Tail sampling in the OpenTelemetry Collector keeps trace export decisions inside the Collector until enough spans have arrived to match policies. It reduces trace volume while retaining traces that carry error status, exceed a latency threshold, or match attributes that matter for investigation.

The tail_sampling processor is declared under processors and only runs when the traces pipeline lists it. decision_wait controls how long the processor waits before deciding, and num_traces controls how many traces it can keep in memory while those decisions are pending.

Run tail sampling where all spans for the same trace arrive at the same Collector instance. Put context-dependent processors such as k8sattributes before tail_sampling, keep batch after it, and use a local debug exporter only long enough to prove the policy before switching back to the normal trace exporter.

Steps to configure tail sampling in the OpenTelemetry Collector:

  1. Open the active Collector configuration file.
    $ sudoedit /etc/otelcol-contrib/config.yaml

    The default path can be /etc/otelcol/config.yaml, /etc/otelcol-contrib/config.yaml, or a file passed with --config depending on the Collector distribution and service wrapper.

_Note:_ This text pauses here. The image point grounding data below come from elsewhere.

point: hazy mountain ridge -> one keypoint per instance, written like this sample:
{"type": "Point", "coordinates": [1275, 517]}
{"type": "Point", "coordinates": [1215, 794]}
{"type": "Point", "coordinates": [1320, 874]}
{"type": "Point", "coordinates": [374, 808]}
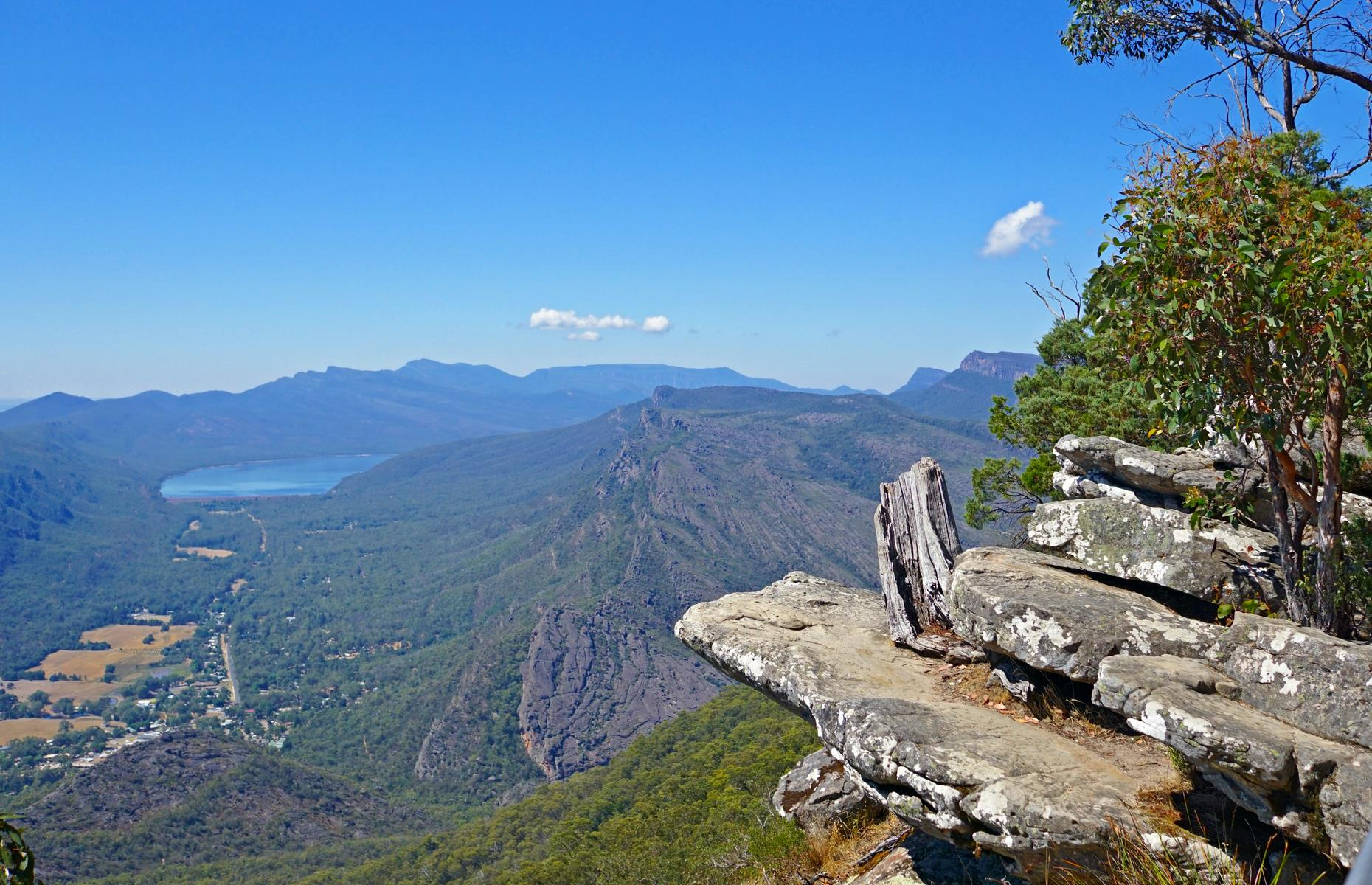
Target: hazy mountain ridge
{"type": "Point", "coordinates": [350, 411]}
{"type": "Point", "coordinates": [607, 531]}
{"type": "Point", "coordinates": [968, 392]}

  2. Add the tail_sampling processor and activate it in the traces pipeline.
    receivers:
      otlp:
        protocols:
          grpc:
            endpoint: 0.0.0.0:4317
    
    processors:
      tail_sampling:
        decision_wait: 10s
        num_traces: 50000
        expected_new_traces_per_sec: 1000
        policies:
          - name: keep-error-traces
            type: status_code
            status_code:
              status_codes: [ERROR]
          - name: keep-slow-traces
            type: latency
            latency:
              threshold_ms: 500
      batch:
        timeout: 1s
        send_batch_size: 10
    
    exporters:
      debug:
        verbosity: detailed
    
    service:
      pipelines:
        traces:
          receivers: [otlp]
          processors: [tail_sampling, batch]
          exporters: [debug]

    The debug exporter and small batch size keep the smoke test local and quick. Replace debug and restore production batch values after the policies are verified.

    verbosity: detailed can print span names, attributes, and service names into Collector logs. Use it only in a controlled test environment.

  3. Validate the Collector configuration.
    $ otelcol-contrib validate --config /etc/otelcol-contrib/config.yaml

    No output with a zero exit status means the file parsed and the configured components exist in that Collector distribution.

  4. Start the Collector with the updated file.
    $ otelcol-contrib --config /etc/otelcol-contrib/config.yaml
    2026-06-18T06:33:28.159Z info Starting GRPC server endpoint="[::]:4317"
    2026-06-18T06:33:28.159Z info Everything is ready. Begin running and processing data.

    For a packaged service, restart the unit that owns the process, such as otelcol or otelcol-contrib. For a container, recreate the container with the updated mounted configuration file.

  5. Send a fast successful trace that should not match either policy.
    $ telemetrygen traces --otlp-endpoint 127.0.0.1:4317 --otlp-insecure --traces 1 --child-spans 0 --service checkout-ok --status-code Ok --span-duration 100ms
    traces generated  traces=1

    Use any OTLP client that can set span status and duration if telemetrygen is not available.

  6. Send an error trace that should match the status_code policy.
    $ telemetrygen traces --otlp-endpoint 127.0.0.1:4317 --otlp-insecure --traces 1 --child-spans 0 --service checkout-error --status-code Error --span-duration 100ms
    traces generated  traces=1
  7. Send a slow successful trace that should match the latency policy.
    $ telemetrygen traces --otlp-endpoint 127.0.0.1:4317 --otlp-insecure --traces 1 --child-spans 0 --service checkout-slow --status-code Ok --span-duration 750ms
    traces generated  traces=1

    The latency policy samples traces whose duration is greater than threshold_ms. Set the threshold from real service latency targets, not from a test-only value.

  8. Check the Collector output after decision_wait and the batch timeout have passed.
    2026-06-18T06:34:00.180Z info Traces exporter=debug resource_spans=1 spans=2
    Resource service.name=checkout-error
    Status code    : Error
    ##### snipped #####
    2026-06-18T06:34:02.185Z info Traces exporter=debug resource_spans=1 spans=2
    Resource service.name=checkout-slow
    Status code    : Ok
    ##### snipped #####

    checkout-ok is absent because the trace was neither slow nor marked as an error. With a production exporter, check the destination backend for the same sampled service names or trace IDs instead of leaving debug enabled.

  9. Replace the debug exporter with the normal trace exporter after the smoke test.
    exporters:
      otlp:
        endpoint: otel-gateway.example.com:4317
    
    service:
      pipelines:
        traces:
          receivers: [otlp]
          processors: [tail_sampling, batch]
          exporters: [otlp]

    When multiple tail-sampling Collector instances sit behind a gateway or load balancer, route all spans for the same trace ID to the same instance before tail_sampling runs.